Choque de gerações

O amistoso contra a Argentina, na última semana, ocorreu pelas razões erradas. Mais do que representar a conquista de um troféu sem relevância, a partida deveria servir para afunilar o processo de renovação da seleção brasileira e, principalmente, iniciar a definição do grupo de jogadores que disputarão as Olimpíadas, em 2012.

Ao convocar somente os atletas que atuam no país, o técnico Mano Menezes sucumbiu às pressões de variadas ordens – de empresários a clubes, da CBF à imprensa – e não conseguiu cumprir nenhuma das metas estabelecidas quando assumiu o cargo. Mano Menezes mal imprimiu uma trajetória de renovação, como também não compôs um time olímpico.

O calvário deve prosseguir contra a Costa Rica, o próximo amistoso. A vitória será óbvia e obrigatória. Mas o que poderá render para os próximos dois anos?

A culpa não deve ser creditada exclusivamente na conta do treinador. A seleção paga o preço da entressafra. O cenário atual indica, de fato, uma lacuna entre veteranos e revelações, o que provoca aposentadorias precoces e responsabilidades em excesso para quem mal saiu das fraldas.

O único setor que sobrevive, sem muitos ferimentos, à crise de identidade atual é a defesa. Ainda dependemos de Julio Cesar, mas na posição de goleiro renovar é um risco desnecessário. A experiência é pré-requisito para a função. O critério longevidade esconde, no entanto, a dificuldade em se localizar goleiros novos e de alta qualidade. Victor é uma exceção. Rafael, do Santos, uma promessa.

Entre os zagueiros, a situação se aproxima do ideal. Jogadores experientes, como Lúcio (aliás, ainda em plena forma e marcando gols), fazem parceira com atletas no auge da técnica e da força, como David Luiz e Thiago Silva. Todos defendem clubes de ponta e estão acostumados às pressões de jogos importantes. Entre os laterais, o lado direito tem dois soberanos (Maicon e Daniel Alves), enquanto na esquerda Marcelo precisa de uma sequência de partidas. Ele sofre a concorrência de Adriano, do Barcelona. Côrtes, do Botafogo, é tão desconhecido quanto festejado em excesso.

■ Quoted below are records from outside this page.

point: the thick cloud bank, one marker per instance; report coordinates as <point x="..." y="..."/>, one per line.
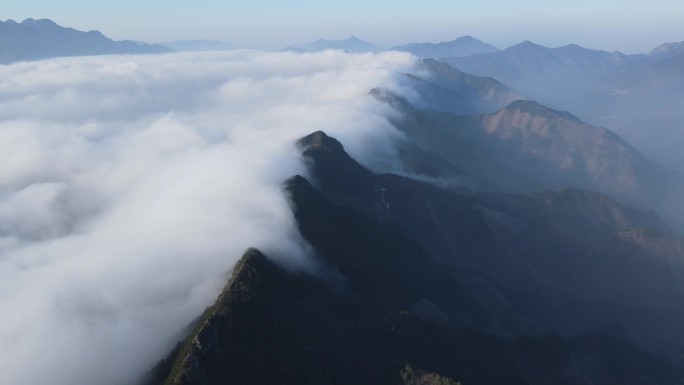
<point x="129" y="186"/>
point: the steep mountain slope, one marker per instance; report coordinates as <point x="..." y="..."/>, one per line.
<point x="668" y="50"/>
<point x="638" y="96"/>
<point x="463" y="46"/>
<point x="561" y="259"/>
<point x="355" y="323"/>
<point x="272" y="327"/>
<point x="644" y="104"/>
<point x="526" y="146"/>
<point x="41" y="39"/>
<point x="351" y="44"/>
<point x="445" y="88"/>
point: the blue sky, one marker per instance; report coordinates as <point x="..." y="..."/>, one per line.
<point x="627" y="25"/>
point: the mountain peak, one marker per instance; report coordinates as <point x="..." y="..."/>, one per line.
<point x="39" y="22"/>
<point x="532" y="107"/>
<point x="320" y="140"/>
<point x="351" y="44"/>
<point x="459" y="47"/>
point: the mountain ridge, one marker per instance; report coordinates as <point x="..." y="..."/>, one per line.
<point x="43" y="39"/>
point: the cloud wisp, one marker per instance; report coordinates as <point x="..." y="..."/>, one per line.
<point x="130" y="185"/>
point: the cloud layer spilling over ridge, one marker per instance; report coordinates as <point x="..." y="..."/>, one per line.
<point x="130" y="185"/>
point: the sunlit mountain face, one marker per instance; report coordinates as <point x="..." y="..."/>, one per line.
<point x="334" y="214"/>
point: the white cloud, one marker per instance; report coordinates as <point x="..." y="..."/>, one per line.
<point x="131" y="184"/>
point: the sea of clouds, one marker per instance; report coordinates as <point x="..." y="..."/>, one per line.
<point x="130" y="185"/>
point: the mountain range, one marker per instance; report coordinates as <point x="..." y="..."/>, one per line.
<point x="462" y="46"/>
<point x="351" y="44"/>
<point x="638" y="96"/>
<point x="40" y="39"/>
<point x="514" y="243"/>
<point x="465" y="268"/>
<point x="429" y="283"/>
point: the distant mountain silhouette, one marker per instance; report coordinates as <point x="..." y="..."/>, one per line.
<point x="42" y="39"/>
<point x="540" y="72"/>
<point x="445" y="88"/>
<point x="668" y="50"/>
<point x="501" y="148"/>
<point x="553" y="260"/>
<point x="463" y="46"/>
<point x="198" y="45"/>
<point x="352" y="44"/>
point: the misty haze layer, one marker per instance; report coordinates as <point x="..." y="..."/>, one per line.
<point x="130" y="185"/>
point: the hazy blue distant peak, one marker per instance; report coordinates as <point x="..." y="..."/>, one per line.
<point x="351" y="44"/>
<point x="43" y="38"/>
<point x="668" y="50"/>
<point x="462" y="46"/>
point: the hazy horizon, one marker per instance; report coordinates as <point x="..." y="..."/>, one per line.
<point x="627" y="26"/>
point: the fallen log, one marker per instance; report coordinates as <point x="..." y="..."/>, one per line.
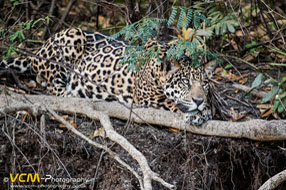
<point x="256" y="129"/>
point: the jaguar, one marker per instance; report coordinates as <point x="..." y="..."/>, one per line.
<point x="78" y="63"/>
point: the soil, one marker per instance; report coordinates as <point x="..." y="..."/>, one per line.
<point x="186" y="160"/>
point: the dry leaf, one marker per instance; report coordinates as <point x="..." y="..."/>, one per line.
<point x="99" y="132"/>
<point x="267" y="113"/>
<point x="235" y="115"/>
<point x="173" y="129"/>
<point x="243" y="81"/>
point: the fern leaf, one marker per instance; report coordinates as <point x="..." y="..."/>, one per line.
<point x="188" y="18"/>
<point x="181" y="17"/>
<point x="172" y="16"/>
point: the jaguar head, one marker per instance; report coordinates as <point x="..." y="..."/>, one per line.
<point x="188" y="87"/>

O time se torna normal quando o olhamos do meio-campo para frente. E é nestes setores que se pode notar o choque de gerações. Jogadores que deveriam ser titulares entraram em decadência muito antes do previsto. Adriano e Ronaldinho Gaúcho exemplificam o problema. Outros vivem entre contusões que, de certa maneira, abreviaram a carreira em alto nível. Kaká era o camisa 10 que, no momento, a seleção perdeu.

Esta turma não teve substitutos à altura. Não se pensou nesta hipótese. Parte do elenco da última Copa encerrou a história na seleção. Os herdeiros não tiveram oportunidades ou não possuem qualidade técnica para protagonizar a sequência da narrativa.

No meio-campo, Diego, do Atlético de Madri, não construiu uma carreira regular, nem na seleção, nem no futebol europeu. Teve bom início na Espanha e, com 26 anos, pode reaparecer nas listas de convocados. Ganso, do Santos, vive no estaleiro e, na seleção, não fez diferença alguma. Robinho é irregular e, na prática, não altera o estado de coisas.

Entre os atacantes, o técnico Mano Menezes girou a metralhadora. Não temos um centroavante desde Ronaldo. O treinador testa jogadores de clube, como Borges, revelações ainda cruas, como Lucas, e atacantes que nunca resolveram o problema, como Pato e Fred. De fato, o ataque não provoca tremedeiras em zagueiros das grandes seleções. Tanto que o Brasil mal marcou gols nos amistosos que realmente importam.

Formar uma seleção-base para os próximos três anos implica em regularidade nas convocações, nas escalações e na definição da forma de jogar, inclusive com variações. Ser simpático e eloqüente não basta. Agrada aos jornalistas-babões, mas eles serão os primeiros a mudar de lado, principalmente porque não enxergam além do jogo-a-jogo.

Mais do que testar, Mano Menezes transmite a impressão de que resolveu ignorar a si mesmo. Ignorou o discurso de boas-vindas. Jogadores entram na lista, participam de um jogo ou dois, ganham contratos no exterior e desaparecem das primeiras páginas. O treinador montou duas equipes para atender aos confrontos que enchem os cofres, mas não dão consistência ao time.

O Brasil só tem mais duas competições até a Copa do Mundo. Uma delas, os Jogos Olímpicos, soluciona parte do problema, o da molecada que precisa de estrada. A equação é mesclar duas gerações, que normalmente provoca a construção de uma equipe. Driblar a entressafra ou ressuscitar velhos personagens são os muros à frente. Mano Menezes poderá escalá-los?